Ora o futuro exige diálogo, bom senso, cooperação e partilha. O futuro exige do Estado reflexão conjunta sobre o que poderá ser a nossa quota parte na execução das políticas públicas sociais, abertura de oportunidades às iniciativas do setor, descriminações positivas, responsabilidade, financiamentos justos, pagos a tempo e horas, da mesma forma que o futuro exige das instituições transparência, partilha de informação, qualidade na prestação de cuidados e abertura à mudança.

Acresce que o futuro começa agora, ou melhor, começou ontem! Vai ser preciso trabalhar e trabalhar muito para continuarmos a proteger os nossos idosos. Desde logo porque o vírus também “vai continuar a andar por aí” e porque, vencida a pandemia (quando for vencida), vamos por certo ter também (infelizmente tudo aponta nesse sentido) uma crise social pela frente, onde, mais uma vez, a “almofada social” seremos nós. Mas também, porque o número de idosos, de pessoas frágeis, de pessoas com várias doenças crónicas acumuladas, de pessoas com baixíssimos níveis cognitivos, de pessoas com dependências de vários tipos vai continuar a aumentar exponencialmente com inevitáveis consequências para as Misericórdias, restante setor social e para o Estado. Mas também porque urgirá aproveitar os recursos nacionais e os comunitários que a União Europeia coloca à nossa disposição para investimento, requalificação, formação, transição digital e transição ambiental.

Tudo isso só será possível com instituições fortes, sustentáveis, competentes, rigorosas, capazes de pagar salários dignos aos seus colaboradores, unidas à volta das suas Uniões.

É do nosso interesse, mas também é do interesse do Estado. Em nome das pessoas e por causa das pessoas!

Neste contexto, a revisão do Pacto de Cooperação será com certeza a pedra de toque deste futuro que é urgente ser construído. 

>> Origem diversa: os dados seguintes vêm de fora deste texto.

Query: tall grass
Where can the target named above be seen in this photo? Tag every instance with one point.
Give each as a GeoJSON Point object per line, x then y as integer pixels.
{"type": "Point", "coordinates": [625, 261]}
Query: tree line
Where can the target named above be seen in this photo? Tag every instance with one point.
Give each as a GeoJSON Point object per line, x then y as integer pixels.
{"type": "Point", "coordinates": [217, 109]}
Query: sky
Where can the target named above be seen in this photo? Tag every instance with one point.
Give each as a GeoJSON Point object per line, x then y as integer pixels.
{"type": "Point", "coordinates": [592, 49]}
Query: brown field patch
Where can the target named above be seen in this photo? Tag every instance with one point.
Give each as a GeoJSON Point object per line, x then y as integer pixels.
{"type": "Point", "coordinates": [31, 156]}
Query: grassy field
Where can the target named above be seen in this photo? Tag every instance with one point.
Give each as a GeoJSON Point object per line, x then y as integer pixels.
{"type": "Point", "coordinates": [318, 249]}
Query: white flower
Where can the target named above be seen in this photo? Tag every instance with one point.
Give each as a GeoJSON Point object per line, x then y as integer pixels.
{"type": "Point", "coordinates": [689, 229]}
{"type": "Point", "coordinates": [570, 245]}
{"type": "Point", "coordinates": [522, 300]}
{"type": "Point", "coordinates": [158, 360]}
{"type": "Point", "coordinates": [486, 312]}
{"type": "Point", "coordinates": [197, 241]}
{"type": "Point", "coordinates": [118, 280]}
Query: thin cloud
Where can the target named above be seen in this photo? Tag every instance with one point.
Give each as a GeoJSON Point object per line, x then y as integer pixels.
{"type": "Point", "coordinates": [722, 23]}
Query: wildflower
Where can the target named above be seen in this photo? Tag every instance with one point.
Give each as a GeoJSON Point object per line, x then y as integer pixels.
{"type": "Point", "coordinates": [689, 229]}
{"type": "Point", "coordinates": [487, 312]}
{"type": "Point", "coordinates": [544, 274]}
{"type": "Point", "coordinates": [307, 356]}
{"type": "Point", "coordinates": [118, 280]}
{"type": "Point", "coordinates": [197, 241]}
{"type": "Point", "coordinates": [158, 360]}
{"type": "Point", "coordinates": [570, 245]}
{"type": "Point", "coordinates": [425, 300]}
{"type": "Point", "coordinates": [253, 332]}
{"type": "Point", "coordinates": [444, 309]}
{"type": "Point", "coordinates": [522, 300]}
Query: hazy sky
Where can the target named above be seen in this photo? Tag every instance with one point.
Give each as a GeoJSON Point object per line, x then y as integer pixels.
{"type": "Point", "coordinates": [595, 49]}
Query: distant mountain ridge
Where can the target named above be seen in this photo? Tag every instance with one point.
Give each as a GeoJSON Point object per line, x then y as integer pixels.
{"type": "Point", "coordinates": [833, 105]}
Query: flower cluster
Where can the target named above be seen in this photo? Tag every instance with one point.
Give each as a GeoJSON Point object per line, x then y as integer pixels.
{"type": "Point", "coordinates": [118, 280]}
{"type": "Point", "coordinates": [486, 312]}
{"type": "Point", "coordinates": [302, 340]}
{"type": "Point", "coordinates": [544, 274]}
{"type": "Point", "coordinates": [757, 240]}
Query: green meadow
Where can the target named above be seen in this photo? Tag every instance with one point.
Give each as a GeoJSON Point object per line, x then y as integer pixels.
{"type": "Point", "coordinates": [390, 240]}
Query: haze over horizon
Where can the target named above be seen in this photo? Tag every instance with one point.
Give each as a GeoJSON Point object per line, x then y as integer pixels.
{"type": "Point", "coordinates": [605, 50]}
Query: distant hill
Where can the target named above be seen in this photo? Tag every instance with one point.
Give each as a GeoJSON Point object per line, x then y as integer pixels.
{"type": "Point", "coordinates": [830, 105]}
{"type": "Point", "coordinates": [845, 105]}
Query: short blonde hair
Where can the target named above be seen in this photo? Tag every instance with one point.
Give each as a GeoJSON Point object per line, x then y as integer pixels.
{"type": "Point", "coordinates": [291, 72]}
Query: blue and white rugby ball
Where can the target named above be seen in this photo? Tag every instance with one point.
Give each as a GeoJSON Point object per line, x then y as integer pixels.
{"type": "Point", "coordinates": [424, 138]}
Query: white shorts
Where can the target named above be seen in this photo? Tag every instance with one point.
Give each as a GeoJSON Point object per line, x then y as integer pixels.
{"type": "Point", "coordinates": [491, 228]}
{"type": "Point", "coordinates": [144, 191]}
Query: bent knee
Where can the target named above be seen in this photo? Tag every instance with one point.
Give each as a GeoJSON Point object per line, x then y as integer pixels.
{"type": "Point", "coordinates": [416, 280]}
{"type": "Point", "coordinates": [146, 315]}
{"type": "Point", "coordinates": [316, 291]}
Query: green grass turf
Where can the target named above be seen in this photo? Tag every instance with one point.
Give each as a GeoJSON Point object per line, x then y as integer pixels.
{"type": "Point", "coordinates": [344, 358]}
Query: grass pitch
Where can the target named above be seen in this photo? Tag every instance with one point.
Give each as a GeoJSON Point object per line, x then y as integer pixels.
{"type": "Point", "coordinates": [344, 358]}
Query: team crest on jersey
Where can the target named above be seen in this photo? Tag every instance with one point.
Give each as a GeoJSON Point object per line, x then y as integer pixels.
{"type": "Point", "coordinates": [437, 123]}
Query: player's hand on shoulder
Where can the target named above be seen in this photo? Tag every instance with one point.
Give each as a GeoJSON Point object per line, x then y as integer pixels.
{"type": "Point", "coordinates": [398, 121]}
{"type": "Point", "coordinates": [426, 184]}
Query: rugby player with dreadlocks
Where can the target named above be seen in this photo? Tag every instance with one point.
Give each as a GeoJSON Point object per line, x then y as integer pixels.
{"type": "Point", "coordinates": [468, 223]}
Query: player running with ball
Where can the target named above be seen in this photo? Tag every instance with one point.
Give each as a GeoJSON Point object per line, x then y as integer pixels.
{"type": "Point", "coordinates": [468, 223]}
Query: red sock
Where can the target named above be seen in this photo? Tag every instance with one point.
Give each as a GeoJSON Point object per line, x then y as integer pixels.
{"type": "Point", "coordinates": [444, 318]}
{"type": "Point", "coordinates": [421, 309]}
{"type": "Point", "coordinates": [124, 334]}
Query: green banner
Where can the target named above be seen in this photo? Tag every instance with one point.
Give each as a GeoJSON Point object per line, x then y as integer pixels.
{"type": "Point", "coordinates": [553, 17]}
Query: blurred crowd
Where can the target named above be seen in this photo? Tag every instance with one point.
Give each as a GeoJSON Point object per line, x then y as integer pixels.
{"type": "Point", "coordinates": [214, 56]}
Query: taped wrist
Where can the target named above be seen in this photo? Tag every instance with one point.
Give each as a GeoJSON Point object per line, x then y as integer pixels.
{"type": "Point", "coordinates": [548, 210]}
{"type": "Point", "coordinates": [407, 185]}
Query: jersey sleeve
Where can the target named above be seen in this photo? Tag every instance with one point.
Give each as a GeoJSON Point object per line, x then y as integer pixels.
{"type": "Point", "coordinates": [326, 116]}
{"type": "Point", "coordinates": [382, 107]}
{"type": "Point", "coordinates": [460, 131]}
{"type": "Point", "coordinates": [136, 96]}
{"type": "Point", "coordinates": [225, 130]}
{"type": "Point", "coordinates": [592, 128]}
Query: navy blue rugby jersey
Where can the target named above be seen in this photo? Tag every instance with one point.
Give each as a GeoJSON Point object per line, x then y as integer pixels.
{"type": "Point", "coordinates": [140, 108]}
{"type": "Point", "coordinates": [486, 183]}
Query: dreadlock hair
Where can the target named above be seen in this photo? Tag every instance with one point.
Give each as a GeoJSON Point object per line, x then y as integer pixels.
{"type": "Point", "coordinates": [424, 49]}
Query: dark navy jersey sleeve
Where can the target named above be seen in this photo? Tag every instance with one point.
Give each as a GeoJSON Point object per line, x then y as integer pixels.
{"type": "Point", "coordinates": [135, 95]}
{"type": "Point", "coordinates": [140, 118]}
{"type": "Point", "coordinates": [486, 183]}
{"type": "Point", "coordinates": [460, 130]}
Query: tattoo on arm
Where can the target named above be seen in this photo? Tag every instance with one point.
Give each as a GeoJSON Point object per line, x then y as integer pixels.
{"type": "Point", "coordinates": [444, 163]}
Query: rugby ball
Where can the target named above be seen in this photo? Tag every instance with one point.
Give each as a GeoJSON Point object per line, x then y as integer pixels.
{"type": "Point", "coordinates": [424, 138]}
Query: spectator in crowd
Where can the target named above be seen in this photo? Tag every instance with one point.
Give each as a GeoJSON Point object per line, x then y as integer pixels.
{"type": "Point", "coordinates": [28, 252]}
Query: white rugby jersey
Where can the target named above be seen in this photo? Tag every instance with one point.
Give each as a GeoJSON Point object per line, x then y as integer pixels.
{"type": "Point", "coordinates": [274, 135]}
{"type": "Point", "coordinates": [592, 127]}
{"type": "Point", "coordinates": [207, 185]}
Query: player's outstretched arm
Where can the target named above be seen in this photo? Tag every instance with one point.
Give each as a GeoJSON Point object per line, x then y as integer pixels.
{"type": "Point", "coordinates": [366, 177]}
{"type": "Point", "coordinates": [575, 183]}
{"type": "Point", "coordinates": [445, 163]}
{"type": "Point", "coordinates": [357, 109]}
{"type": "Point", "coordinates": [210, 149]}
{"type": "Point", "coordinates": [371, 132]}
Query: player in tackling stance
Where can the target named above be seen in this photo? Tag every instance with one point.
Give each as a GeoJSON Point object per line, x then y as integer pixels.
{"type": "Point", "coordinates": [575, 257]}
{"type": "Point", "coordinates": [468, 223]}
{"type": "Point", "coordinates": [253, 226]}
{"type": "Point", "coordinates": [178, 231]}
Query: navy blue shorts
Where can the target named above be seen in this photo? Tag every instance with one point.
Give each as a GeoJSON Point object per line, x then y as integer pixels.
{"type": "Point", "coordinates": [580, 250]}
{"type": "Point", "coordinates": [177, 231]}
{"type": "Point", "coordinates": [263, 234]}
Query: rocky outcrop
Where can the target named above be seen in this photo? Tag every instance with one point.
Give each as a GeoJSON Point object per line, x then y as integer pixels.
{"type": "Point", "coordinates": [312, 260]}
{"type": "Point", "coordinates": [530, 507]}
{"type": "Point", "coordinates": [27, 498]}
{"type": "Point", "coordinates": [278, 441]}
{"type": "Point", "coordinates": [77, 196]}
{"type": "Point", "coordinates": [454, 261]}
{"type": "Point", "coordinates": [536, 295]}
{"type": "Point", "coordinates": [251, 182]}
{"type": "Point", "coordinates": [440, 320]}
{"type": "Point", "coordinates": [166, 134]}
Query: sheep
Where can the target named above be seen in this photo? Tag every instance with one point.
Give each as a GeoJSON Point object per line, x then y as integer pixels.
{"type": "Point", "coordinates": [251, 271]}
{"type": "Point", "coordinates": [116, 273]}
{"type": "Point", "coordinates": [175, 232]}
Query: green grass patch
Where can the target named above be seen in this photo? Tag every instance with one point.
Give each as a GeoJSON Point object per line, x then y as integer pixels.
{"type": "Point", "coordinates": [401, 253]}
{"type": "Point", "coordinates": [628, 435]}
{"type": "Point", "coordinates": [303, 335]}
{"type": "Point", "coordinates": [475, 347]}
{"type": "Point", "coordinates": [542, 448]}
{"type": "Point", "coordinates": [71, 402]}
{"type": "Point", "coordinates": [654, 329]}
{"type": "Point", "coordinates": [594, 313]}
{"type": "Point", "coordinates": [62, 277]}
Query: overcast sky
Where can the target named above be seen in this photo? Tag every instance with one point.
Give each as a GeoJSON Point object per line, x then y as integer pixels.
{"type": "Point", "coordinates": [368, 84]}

As Misericórdias são instituições intemporais que celebram a vida, talvez por lidarem tanto com a morte, mas, de certeza, porque essa celebração da vida constitui a idiossincrasia da sua identidade e da sua natureza.

Logo, não somos de desistir nem de vergar. Com persistência, resiliência, apoiados nos nossos valores e na nossa matriz, com serenidade, tranquilidade e absoluta determinação".